The new policy is not only a breach of faith, but according to the evidence, a large leap in the dark. Under Labour, the participation of people from less well-off backgrounds at university did not decrease, but frankly, neither did it rise dramatically. What seems to have occurred is common sense: improvements to student support helped to offset the deterrent effect of fees, debt and its perception. It has also become more normal for young people to want to go to university.

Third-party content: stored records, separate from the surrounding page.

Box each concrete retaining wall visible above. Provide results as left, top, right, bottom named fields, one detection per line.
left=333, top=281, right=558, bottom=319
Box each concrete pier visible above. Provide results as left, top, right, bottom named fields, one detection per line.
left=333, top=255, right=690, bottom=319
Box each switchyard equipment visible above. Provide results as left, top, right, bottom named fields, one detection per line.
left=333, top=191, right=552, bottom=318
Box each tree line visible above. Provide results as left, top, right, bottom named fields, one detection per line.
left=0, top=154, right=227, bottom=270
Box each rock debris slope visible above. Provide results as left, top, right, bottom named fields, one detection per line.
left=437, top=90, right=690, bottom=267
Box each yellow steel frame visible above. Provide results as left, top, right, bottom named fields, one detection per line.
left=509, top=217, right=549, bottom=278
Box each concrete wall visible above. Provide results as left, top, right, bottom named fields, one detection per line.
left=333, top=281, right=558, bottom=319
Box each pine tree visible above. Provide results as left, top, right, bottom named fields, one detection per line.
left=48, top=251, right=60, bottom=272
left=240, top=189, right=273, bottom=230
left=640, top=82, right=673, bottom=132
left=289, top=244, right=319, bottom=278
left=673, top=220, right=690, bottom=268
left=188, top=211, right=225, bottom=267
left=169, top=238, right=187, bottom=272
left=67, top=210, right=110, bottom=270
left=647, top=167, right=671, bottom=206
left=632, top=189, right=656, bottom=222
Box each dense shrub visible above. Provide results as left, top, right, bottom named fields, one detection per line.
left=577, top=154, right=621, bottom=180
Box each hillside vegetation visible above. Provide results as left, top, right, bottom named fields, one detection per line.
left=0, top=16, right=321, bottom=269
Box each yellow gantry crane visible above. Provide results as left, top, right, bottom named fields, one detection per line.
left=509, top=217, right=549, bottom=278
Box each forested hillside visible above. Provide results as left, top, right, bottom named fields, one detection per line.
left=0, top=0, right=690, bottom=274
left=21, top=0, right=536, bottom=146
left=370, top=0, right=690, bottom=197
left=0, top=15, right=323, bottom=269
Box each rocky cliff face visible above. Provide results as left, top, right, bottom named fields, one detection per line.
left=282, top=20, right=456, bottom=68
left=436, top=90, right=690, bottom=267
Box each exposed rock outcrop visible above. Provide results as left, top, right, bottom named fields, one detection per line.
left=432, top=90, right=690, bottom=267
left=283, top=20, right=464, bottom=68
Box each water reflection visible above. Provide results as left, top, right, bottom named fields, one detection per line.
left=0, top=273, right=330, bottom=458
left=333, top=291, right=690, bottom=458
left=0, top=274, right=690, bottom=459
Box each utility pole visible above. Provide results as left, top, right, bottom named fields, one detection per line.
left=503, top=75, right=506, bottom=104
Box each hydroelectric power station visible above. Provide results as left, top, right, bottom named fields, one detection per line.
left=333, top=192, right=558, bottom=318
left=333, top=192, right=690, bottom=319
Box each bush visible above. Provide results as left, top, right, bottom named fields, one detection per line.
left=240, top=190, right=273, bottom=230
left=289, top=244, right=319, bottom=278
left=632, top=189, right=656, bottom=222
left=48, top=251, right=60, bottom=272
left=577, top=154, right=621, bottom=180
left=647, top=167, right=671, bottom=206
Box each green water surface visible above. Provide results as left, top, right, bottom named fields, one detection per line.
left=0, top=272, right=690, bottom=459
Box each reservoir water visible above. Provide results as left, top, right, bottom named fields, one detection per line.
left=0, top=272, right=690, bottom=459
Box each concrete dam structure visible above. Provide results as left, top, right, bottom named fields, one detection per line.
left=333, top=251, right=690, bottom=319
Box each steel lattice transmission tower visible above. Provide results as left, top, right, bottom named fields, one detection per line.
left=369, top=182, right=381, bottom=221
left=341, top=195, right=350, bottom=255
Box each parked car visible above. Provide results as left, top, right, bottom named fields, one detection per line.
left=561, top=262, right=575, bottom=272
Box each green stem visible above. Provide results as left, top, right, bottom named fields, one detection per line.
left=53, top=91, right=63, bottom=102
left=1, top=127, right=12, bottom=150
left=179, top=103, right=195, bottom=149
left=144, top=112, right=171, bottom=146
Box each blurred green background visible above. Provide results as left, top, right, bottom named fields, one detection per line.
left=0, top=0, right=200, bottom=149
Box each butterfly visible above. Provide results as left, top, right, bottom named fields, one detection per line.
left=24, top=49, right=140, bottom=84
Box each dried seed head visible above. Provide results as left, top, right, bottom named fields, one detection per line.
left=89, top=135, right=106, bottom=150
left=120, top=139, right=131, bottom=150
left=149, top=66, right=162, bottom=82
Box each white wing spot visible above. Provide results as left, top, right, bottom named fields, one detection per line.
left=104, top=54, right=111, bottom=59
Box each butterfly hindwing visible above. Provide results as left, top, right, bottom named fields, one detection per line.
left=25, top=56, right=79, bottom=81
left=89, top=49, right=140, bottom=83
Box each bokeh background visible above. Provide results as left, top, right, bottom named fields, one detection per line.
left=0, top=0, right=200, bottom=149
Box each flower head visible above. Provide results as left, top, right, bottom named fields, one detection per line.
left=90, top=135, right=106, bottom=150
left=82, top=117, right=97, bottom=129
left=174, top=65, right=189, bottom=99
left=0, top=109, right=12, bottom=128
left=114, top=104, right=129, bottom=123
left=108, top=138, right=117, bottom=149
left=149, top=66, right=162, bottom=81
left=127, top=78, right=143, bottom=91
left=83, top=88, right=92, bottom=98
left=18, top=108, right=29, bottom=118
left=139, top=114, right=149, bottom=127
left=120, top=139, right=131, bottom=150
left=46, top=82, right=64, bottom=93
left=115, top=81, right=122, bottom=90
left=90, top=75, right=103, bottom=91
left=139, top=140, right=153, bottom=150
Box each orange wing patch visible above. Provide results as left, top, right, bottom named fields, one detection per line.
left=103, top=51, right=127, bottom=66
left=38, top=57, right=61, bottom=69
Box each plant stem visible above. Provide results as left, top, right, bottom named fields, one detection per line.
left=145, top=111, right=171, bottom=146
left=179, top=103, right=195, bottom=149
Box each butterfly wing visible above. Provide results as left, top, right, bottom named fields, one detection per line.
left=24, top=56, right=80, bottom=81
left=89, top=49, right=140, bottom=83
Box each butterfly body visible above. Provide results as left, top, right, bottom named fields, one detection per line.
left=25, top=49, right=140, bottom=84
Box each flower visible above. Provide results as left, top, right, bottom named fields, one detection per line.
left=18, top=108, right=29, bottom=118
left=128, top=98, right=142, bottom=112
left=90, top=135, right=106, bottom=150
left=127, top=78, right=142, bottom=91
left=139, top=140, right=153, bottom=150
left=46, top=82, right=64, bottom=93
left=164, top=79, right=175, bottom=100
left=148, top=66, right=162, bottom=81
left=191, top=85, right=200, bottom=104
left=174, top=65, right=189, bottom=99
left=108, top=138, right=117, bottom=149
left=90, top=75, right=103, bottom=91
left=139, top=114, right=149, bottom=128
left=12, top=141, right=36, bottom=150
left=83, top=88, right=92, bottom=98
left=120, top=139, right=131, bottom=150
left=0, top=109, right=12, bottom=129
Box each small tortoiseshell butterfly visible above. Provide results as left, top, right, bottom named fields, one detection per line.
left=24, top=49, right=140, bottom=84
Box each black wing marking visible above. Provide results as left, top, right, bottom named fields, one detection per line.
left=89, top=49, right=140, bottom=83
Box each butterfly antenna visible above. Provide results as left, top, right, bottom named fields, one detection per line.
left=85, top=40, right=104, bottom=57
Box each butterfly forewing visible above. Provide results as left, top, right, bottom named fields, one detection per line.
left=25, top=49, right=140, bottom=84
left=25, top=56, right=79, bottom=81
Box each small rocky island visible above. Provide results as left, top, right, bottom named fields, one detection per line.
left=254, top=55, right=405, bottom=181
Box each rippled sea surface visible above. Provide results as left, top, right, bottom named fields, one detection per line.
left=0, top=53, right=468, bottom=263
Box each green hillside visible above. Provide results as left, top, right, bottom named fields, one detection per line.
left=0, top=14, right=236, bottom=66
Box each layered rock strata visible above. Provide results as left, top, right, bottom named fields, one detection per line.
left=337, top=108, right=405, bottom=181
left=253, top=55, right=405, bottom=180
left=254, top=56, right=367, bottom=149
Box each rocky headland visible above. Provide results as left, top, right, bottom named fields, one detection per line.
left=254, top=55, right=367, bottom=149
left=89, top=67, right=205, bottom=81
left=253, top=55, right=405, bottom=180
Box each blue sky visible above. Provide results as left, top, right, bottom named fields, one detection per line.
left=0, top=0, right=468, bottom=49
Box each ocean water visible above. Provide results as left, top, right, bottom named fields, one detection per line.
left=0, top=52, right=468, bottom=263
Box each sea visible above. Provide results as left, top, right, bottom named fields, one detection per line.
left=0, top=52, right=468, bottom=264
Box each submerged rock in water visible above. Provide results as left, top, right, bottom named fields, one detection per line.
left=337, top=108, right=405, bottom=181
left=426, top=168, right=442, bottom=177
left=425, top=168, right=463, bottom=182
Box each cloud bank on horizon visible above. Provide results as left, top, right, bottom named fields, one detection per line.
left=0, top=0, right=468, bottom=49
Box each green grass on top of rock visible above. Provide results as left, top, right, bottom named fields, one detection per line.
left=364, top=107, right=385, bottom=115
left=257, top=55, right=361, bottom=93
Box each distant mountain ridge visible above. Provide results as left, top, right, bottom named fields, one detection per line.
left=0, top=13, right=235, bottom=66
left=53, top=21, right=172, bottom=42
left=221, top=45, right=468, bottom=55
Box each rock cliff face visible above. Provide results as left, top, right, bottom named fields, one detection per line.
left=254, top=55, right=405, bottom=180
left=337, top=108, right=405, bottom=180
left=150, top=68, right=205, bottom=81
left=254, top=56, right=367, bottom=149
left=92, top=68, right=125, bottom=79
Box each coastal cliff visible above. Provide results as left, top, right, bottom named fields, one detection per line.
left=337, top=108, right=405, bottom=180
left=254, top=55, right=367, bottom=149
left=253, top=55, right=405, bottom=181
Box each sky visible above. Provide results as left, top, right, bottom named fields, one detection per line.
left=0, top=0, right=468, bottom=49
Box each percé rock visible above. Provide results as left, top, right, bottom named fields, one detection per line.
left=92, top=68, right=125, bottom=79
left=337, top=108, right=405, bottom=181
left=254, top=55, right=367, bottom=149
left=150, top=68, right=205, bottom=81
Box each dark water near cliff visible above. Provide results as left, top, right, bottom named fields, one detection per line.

There is similar evidence of what happens when fees are introduced from overseas-from Australia, Canada and New Zealand -yet there is also plenty of evidence of the harmful effects on participation from big increases in fees.
At some of our universities, participation has a shockingly low base, likewise in some of our professions, including medicine-the same is true of the US Ivy league-yet those are the places and courses that will charge the highest fees. Comparatively, our fees will be more than the general level in Australia, New Zealand and Canada, yet when Canada lifted the fee cap on courses such as medicine, there was a large fall in participation. It is hard to see what in the coalition's policy will improve participation, but I fear that much of it will make the situation worse.